The worst thing is that these mobos have reached End Of life. The LGA 775 socket isnt produced by Intel anymore.


Suggest you to get a full upgrade. Even AMD will release a new line of processors very soon 

I just dont feel its worth investing in these old mobos and processors anymore


----------



## coderunknown (Aug 18, 2011)

i think G31/G33 & even G41/.... will support pentium4 but most likely the ram in use is DDR1 & not supported by majority of these boards. if this is the case, going for a new processor + motherboard + ram will be a better option. and for casual gaming, 6-7k is all one need to spend for it.


----------



## pritamonline (Aug 18, 2011)

Thank you guys for your replies. 

A guy from this forum has sent me a private message stating...
"_I have a intel DG35EC motherboard, which can be used for your Pentium 4 processor. The board has intel GMA X3500 onboard and this can run even NEED for Speed carbon at 1024x768 resolution at medium settings._"

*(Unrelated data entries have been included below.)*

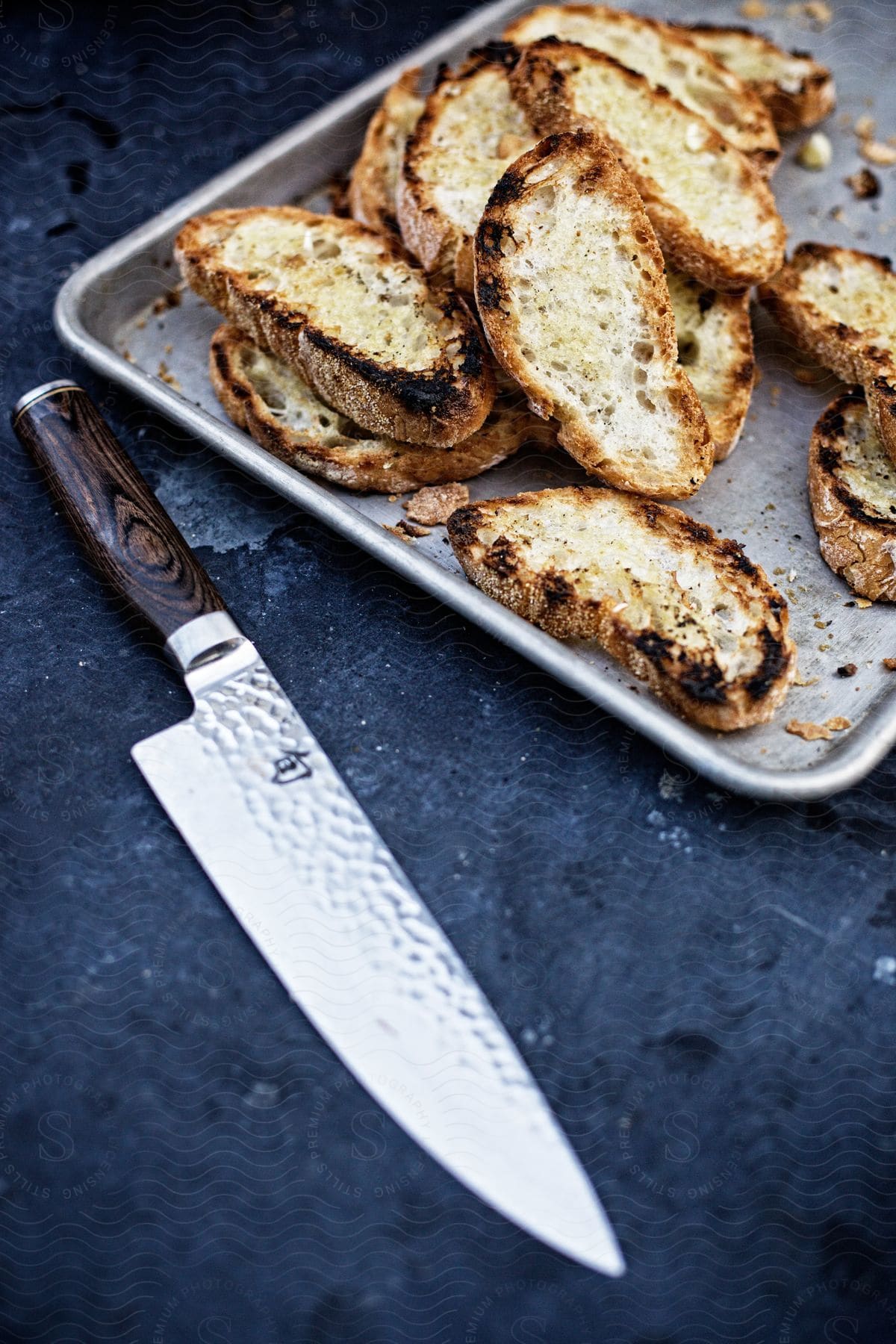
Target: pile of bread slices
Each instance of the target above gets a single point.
(558, 242)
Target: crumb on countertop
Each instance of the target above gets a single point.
(413, 529)
(808, 732)
(396, 531)
(884, 156)
(815, 152)
(864, 184)
(435, 504)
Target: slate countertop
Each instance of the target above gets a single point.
(703, 986)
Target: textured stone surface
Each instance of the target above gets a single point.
(704, 987)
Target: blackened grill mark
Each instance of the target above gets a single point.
(507, 188)
(491, 238)
(558, 591)
(774, 662)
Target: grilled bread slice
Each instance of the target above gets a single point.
(852, 488)
(343, 307)
(714, 214)
(668, 60)
(571, 292)
(470, 131)
(715, 349)
(840, 305)
(284, 416)
(797, 90)
(374, 181)
(680, 608)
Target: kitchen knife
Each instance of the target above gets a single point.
(301, 867)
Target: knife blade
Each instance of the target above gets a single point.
(304, 871)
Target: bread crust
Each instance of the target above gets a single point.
(440, 406)
(543, 82)
(746, 121)
(809, 100)
(373, 184)
(695, 687)
(594, 171)
(438, 242)
(855, 539)
(374, 465)
(842, 347)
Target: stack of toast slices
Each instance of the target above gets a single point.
(555, 243)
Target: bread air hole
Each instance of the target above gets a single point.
(688, 349)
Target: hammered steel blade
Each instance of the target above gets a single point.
(319, 893)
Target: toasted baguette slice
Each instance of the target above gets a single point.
(668, 60)
(571, 292)
(797, 90)
(840, 305)
(374, 181)
(284, 416)
(852, 488)
(715, 349)
(680, 608)
(714, 214)
(470, 131)
(341, 305)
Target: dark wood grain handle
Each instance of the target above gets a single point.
(125, 531)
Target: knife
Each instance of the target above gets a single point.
(302, 868)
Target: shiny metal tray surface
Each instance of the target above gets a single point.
(107, 314)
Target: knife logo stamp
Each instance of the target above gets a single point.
(290, 768)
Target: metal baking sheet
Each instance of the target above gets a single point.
(107, 314)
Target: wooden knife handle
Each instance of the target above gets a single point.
(125, 531)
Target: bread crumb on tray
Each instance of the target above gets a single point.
(435, 504)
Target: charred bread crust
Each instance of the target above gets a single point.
(855, 538)
(438, 406)
(795, 108)
(836, 344)
(371, 190)
(541, 84)
(744, 122)
(351, 458)
(695, 687)
(593, 169)
(441, 245)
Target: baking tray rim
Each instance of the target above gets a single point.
(844, 765)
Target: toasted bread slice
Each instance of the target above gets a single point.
(470, 131)
(668, 60)
(715, 349)
(284, 416)
(714, 214)
(840, 305)
(852, 488)
(571, 292)
(797, 90)
(343, 307)
(374, 181)
(680, 608)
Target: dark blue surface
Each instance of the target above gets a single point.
(699, 983)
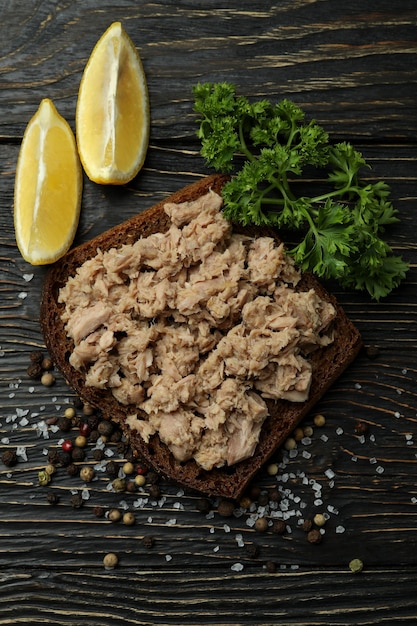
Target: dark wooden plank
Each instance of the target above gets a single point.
(351, 65)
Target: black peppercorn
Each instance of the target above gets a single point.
(9, 458)
(54, 457)
(105, 428)
(72, 470)
(131, 486)
(314, 536)
(76, 501)
(94, 436)
(98, 454)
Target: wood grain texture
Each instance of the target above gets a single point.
(352, 67)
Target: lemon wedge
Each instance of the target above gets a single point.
(48, 187)
(112, 115)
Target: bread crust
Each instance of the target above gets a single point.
(229, 482)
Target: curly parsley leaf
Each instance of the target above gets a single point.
(340, 229)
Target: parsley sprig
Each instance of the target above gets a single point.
(340, 229)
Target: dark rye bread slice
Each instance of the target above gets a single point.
(229, 482)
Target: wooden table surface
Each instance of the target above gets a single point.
(351, 66)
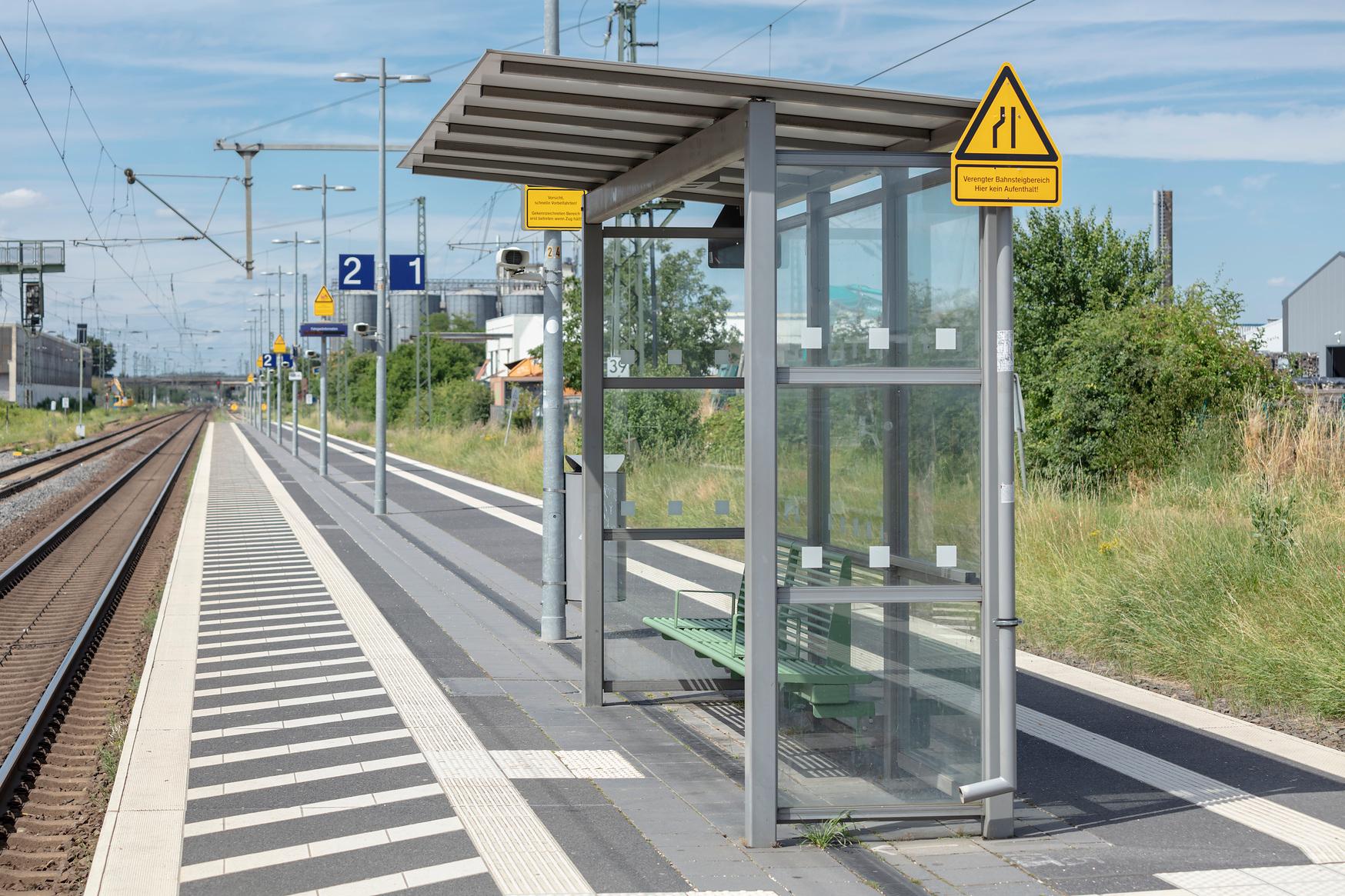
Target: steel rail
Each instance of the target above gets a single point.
(34, 734)
(125, 435)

I hv asked him for his details & expected price.


----------



## Skud (Aug 18, 2011)

Is your P4 a socket-775 one? What's it's exact model no.?


----------



## Zangetsu (Aug 19, 2011)

@pritamonline: availability will be rare..I myself used I845GV chipset mobo for P4 2.4 proccy... u can search for Gigabyte mobo or MSI

but I dont knw the price,u will get them


----------



## Cilus (Aug 19, 2011)

There are different models of P4 processors and from Pentium 4 2.4 GHz, we simply can't tell you it belongs to which family and which motherboard can be paired with it. We need the exact model number.

For this download *CPU-Z* from *here*. Then run it and check the CPU tab. You will get detail information.


----------



## coderunknown (Aug 19, 2011)

pritamonline said:


> Thank you guys for your replies.
> 
> A guy from this forum has sent me a private message stating...
> "_I have a intel DG35EC motherboard, which can be used for your Pentium 4 processor. The board has intel GMA X3500 onboard and this can run even NEED for Speed carbon at 1024x768 resolution at medium settings._"
> ...



it uses DDR2 ram which you "may" need to purchase also. & with the current memory pricing, its best to get a DDR3 compatible board with a DDR3 ram & an entry level Athlon II X2/X3 processor. 

DDR2 price has gone up a lot & its seriously not worth it. then again compatibility of processor comes into consideration.


----------



## Cilus (Aug 19, 2011)

Sam, let him confirm what kind of Pentium 4 model he is using first, then we can suggest. Otherwise I don't think our suggestions, based on only assumtion, will confuse the OP only.


----------



## subhransu123 (Aug 20, 2011)

I think you should go for zebrinic motherboard which support p- 4 and its cost is approx 2300 in kolkata.....


----------



## d6bmg (Aug 20, 2011)

subhransu123 said:


> I think you should go for zebrinic motherboard which support p- 4 and its cost is approx 2300 in kolkata.....



compatibility might be an issue.


----------